Human cytomegalovirus (HCMV) and Epstein-Barr virus type 1 (EBV-1) are frequently detected in crevicular fluid of deep periodontal pockets, but little or no information is available on occurrence of herpesviruses in gingival tissue. This investigation studied the presence of herpesviruses in periodontal pockets and the corresponding gingival tissues from 11 periodontally healthy and 14 periodontitis sites. A nested-polymerase chain reaction was employed to identify the presence of HCMV, EBV-1, EBV-2, herpes simplex virus, human herpesvirus (HHV)-6, HHV-7 and HHV-8 in each test sample. In healthy periodontal sites, HCMV was detected in 1 (9%) and EBV-1 in 2 (18%) pocket samples, and HCMV was detected in 2 (18%) and EBV-1 in 3 (27%) gingival tissue samples.

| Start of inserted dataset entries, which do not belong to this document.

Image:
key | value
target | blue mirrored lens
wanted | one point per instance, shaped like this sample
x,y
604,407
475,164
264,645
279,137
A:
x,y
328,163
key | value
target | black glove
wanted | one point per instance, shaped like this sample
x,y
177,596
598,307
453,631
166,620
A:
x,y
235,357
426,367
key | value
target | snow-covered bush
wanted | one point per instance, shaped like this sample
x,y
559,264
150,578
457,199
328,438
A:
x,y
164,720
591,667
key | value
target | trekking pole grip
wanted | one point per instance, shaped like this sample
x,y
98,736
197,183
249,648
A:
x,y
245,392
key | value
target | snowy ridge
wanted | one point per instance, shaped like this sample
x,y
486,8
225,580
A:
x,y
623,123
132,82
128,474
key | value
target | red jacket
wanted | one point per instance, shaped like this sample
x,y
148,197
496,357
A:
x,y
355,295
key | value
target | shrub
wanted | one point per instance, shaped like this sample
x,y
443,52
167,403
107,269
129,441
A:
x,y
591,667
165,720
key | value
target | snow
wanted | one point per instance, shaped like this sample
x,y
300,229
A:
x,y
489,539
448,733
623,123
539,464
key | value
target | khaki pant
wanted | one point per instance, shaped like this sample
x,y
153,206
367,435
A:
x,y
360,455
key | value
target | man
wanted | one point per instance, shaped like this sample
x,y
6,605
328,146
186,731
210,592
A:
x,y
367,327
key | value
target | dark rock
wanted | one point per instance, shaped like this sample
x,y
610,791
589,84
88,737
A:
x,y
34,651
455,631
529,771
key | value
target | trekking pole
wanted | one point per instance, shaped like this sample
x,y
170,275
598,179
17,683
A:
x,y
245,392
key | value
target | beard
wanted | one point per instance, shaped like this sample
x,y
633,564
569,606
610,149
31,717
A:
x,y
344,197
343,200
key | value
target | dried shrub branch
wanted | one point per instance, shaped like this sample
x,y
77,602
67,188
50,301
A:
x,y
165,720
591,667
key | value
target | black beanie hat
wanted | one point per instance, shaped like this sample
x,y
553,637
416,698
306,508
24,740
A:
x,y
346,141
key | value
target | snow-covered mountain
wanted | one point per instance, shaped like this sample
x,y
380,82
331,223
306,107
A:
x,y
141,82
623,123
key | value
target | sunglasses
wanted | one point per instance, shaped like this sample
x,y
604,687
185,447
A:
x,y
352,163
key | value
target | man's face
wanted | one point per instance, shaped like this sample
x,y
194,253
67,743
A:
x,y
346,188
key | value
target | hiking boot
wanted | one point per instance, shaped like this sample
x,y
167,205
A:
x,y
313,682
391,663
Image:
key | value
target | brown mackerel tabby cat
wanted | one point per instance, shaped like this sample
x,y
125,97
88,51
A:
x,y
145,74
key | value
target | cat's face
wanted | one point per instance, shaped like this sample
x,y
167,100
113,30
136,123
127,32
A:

In periodontitis lesions, HCMV was detected in 9 (64%) pocket samples and in 12 (86%) gingival tissue samples, and EBV-1 was detected in 6 (43%) pocket samples and in 11 (79%) gingival tissue samples. HHV-6 and HHV-8 were detected exclusively in gingival tissue samples. The present findings confirm the frequent presence of HCMV and EBV-1 in periodontitis lesions and suggest using gingival tissue specimens for detecting periodontal HHV-6, HHV-7 and HHV-8.